Como o antifascismo chegou às polícias do Paraná

Movimento surgiu há três anos e ganhou corpo após a eleição de Bolsonaro

O delegado carioca Orlando Zaccone pediu um capuccino, para fazer frente ao frio de 9ºC que se abatia sobre Curitiba, naquele início de noite de 5 de junho. Em um café insuspeito no Centro da capital paranaense, aquele era o primeiro encontro dele com os outros três homens sentados à mesa, com quem vinha trocando mensagens nas semanas anteriores. Eram eles: um delegado da Polícia Civil, um aspirante a oficial da Polícia Militar e um ex-bombeiro, todos do Paraná. Mesmo antes de a prosa engrenar, Zaccone levantou um brinde. Nos dias que se seguiram, aquele pequeno grupo estabeleceria as bases para a chegada em terras paranaenses do “Policiais Antifascismo” – movimento surgido há três anos em outros estados e que começou a ganhar corpo após a eleição de Jair Bolsonaro (PSL).

“Nós estamos botando o dedo na ferida”, disse Zaccone aos novos colegas, resumindo os propósitos do movimento. Não é para a menos. O “Policiais Antifascismo” tem em seu cerne a articulação para que o policial passe a ser reconhecido como trabalhador, não como um soldado. Parece simples, mas esse é o ponto de partida para que a discussão tome uma dimensão cidadã. A reboque, essa perspectiva traz outras questões que mexem nas estruturas das forças de segurança de todo o país, como a desmilitarização, o questionamento ao uso da força por parte do Estado e o direto a manifestações, além de um cardápio de pautas progressistas, como o antiproibicionismo das drogas, inclusão da mulher, a igualdade racial e respeito aos policiais LGBTI dentro das corporações.
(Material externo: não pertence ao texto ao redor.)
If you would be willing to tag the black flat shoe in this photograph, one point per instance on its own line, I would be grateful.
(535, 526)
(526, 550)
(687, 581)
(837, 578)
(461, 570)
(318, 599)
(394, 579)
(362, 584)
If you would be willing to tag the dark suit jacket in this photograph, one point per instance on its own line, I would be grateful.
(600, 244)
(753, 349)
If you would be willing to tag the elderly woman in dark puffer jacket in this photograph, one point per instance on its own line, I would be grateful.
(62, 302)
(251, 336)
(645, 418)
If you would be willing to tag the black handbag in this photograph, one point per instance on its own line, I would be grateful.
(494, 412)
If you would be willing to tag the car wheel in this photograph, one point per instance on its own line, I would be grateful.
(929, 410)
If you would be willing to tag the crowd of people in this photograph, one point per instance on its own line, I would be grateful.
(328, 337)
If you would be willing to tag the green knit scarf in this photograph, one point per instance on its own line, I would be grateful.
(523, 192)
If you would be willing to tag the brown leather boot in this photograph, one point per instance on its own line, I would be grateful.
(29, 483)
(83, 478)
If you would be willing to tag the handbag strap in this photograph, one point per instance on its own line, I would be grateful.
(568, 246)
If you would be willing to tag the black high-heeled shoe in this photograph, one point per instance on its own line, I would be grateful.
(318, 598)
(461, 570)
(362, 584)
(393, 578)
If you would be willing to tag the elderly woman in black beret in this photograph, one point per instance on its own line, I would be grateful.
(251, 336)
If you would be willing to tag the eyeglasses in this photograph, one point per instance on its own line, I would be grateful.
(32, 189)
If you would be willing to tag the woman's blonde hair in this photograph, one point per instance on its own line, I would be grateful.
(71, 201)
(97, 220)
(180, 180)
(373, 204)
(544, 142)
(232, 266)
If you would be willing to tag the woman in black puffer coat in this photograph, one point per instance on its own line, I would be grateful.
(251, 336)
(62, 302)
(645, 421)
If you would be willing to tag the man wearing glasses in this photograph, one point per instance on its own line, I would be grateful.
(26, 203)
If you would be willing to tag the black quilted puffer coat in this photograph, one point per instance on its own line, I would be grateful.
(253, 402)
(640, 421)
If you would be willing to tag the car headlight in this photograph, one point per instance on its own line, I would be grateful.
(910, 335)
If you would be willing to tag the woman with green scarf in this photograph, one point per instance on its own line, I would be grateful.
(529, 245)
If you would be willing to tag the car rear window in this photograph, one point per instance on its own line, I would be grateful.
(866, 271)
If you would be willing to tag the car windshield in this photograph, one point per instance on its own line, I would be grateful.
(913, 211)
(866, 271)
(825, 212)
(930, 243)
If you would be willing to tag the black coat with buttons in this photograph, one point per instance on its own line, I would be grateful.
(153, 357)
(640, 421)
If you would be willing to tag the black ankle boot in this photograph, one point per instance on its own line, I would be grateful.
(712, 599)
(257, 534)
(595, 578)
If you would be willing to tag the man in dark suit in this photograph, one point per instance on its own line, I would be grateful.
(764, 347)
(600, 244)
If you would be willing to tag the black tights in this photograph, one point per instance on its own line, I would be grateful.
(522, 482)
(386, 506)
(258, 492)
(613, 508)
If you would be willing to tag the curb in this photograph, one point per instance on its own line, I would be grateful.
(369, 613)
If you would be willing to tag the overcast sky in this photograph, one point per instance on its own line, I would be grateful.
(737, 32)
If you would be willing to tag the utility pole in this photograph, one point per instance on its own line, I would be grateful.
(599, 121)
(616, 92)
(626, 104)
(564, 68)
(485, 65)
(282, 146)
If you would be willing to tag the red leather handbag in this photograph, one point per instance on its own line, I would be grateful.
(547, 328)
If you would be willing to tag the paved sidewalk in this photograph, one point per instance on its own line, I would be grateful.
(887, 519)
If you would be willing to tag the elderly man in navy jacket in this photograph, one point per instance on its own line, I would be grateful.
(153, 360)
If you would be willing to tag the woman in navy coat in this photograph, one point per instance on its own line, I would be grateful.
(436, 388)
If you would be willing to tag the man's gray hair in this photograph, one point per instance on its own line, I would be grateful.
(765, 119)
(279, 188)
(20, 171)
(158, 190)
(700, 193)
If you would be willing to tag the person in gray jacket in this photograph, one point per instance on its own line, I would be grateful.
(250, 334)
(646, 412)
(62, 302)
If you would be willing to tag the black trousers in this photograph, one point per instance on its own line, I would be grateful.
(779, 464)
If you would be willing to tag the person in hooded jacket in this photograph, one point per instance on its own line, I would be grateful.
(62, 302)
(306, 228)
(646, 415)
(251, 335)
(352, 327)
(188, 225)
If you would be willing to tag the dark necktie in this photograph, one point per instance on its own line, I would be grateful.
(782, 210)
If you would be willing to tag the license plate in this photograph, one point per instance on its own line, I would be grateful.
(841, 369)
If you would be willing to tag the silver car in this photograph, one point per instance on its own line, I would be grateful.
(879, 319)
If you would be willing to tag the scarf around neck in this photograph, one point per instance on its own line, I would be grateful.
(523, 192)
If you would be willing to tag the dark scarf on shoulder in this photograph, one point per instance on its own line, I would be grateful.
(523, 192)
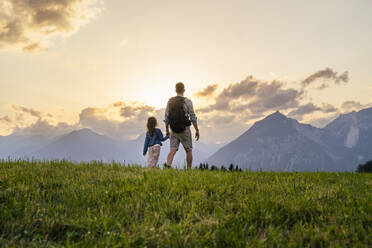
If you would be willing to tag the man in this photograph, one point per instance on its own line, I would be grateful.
(179, 115)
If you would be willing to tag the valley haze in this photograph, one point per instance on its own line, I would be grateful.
(275, 143)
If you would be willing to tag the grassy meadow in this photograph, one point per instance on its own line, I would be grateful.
(45, 204)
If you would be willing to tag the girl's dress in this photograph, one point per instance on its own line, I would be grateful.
(152, 145)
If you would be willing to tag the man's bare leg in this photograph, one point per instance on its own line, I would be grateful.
(189, 159)
(170, 157)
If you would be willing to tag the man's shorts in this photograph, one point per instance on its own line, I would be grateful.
(184, 138)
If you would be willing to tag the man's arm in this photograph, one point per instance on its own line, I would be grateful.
(197, 134)
(166, 120)
(193, 118)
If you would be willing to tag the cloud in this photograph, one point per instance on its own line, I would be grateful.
(354, 105)
(5, 119)
(310, 108)
(207, 91)
(29, 111)
(44, 128)
(304, 109)
(254, 97)
(119, 120)
(326, 74)
(30, 25)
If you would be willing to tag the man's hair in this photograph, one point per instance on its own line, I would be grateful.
(180, 87)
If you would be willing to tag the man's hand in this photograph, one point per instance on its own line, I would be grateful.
(167, 129)
(197, 135)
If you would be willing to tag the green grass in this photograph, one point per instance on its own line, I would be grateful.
(84, 205)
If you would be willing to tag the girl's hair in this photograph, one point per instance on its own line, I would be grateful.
(151, 124)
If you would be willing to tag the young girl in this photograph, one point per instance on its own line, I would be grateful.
(154, 137)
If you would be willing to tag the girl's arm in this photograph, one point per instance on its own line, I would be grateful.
(161, 137)
(146, 145)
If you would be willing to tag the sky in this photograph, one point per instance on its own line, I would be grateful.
(108, 65)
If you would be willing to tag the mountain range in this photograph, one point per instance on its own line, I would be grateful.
(279, 143)
(275, 143)
(87, 145)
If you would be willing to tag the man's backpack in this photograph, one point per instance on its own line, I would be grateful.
(178, 120)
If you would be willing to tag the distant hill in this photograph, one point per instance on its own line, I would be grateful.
(86, 145)
(280, 143)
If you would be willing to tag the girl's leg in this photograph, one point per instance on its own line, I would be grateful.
(150, 157)
(156, 154)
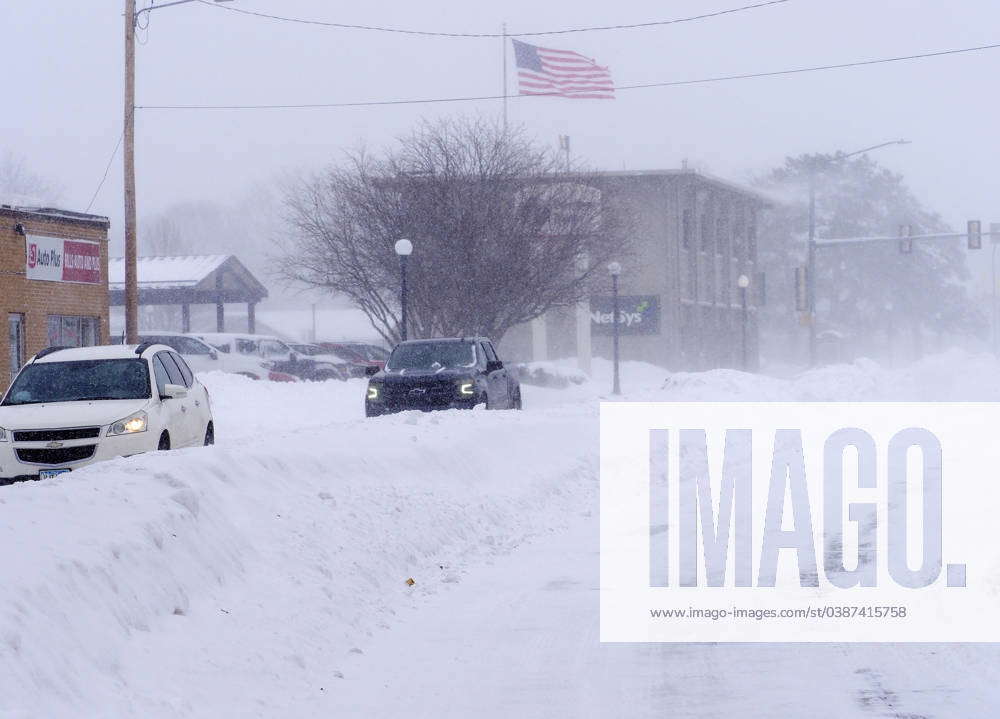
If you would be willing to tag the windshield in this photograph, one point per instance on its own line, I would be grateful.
(432, 355)
(80, 381)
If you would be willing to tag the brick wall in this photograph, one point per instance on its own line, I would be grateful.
(37, 299)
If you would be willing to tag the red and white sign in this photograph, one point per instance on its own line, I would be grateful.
(57, 260)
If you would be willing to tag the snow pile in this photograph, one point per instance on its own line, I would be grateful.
(549, 374)
(237, 569)
(245, 579)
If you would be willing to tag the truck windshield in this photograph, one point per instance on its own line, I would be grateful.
(81, 381)
(432, 355)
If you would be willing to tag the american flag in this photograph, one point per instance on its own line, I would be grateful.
(562, 73)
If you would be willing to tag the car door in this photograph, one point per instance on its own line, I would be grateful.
(171, 415)
(199, 411)
(186, 419)
(497, 379)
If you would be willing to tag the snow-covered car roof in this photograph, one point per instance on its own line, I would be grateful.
(230, 336)
(77, 354)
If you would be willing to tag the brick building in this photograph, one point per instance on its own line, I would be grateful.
(53, 281)
(681, 308)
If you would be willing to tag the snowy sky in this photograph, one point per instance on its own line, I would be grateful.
(64, 82)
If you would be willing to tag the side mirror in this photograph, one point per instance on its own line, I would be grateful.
(174, 391)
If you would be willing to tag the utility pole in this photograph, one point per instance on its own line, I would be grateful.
(994, 240)
(615, 269)
(131, 254)
(811, 268)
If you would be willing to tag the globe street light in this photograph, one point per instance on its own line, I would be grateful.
(743, 282)
(404, 248)
(615, 269)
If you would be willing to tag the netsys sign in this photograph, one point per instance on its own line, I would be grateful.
(56, 259)
(637, 314)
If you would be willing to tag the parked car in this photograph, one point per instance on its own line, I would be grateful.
(284, 362)
(455, 373)
(68, 408)
(318, 354)
(358, 355)
(202, 357)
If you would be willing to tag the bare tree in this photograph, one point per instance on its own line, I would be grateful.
(502, 232)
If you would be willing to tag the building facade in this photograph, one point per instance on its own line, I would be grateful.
(680, 305)
(53, 281)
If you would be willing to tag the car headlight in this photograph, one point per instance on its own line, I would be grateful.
(132, 424)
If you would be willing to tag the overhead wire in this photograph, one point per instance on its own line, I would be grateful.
(640, 86)
(493, 35)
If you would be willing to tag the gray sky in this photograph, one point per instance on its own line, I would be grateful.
(64, 85)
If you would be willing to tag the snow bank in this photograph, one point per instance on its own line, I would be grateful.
(240, 580)
(235, 569)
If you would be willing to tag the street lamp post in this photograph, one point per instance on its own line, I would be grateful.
(994, 240)
(743, 282)
(811, 258)
(403, 248)
(615, 269)
(128, 152)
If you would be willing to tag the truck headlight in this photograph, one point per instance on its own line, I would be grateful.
(132, 424)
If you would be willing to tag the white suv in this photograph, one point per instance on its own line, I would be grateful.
(70, 407)
(202, 357)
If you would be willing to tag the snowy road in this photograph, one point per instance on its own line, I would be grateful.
(265, 576)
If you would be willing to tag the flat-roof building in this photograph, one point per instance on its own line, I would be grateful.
(680, 306)
(53, 281)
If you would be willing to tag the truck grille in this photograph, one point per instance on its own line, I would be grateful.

“Se o fascismo é operado dentro da polícia, não é por conta de os policiais serem fascistas, mas por conta de um sistema sustentado por uma política fascista. O policial não participa da formulação da política. Muito pelo contrário. Os policiais de base estão totalmente alijados da possibilidade de construir a política [de atuação das corporações]. Eles só reproduzem o comando”, aponta Zaccone. “Nós temos que nos voltar contra esse sistema, não contra a pessoa que o opera”, completou.

Extermínio e desmilitarização

O que o delegado diz tem base científica. Em seu doutorado em Ciência Política, por exemplo, Zaccone se debruçou sobre os autos de resistência – que é como são registradas as mortes provocadas por policiais sob alegação de que a vítima resistiu à abordagem. Ele viu que, na prática, a maioria esmagadora – quase a totalidade – desses casos são arquivados em razão do local em que ocorrem (na favela ou periferia) e pelo fato de o cidadão morto ter tido passagem pela polícia. Na conclusão de Zaccone, o Estado tem usado essas justificativas para esconder o que ele chama de “uma política de extermínio”, em corrente com todas as instituições judiciárias.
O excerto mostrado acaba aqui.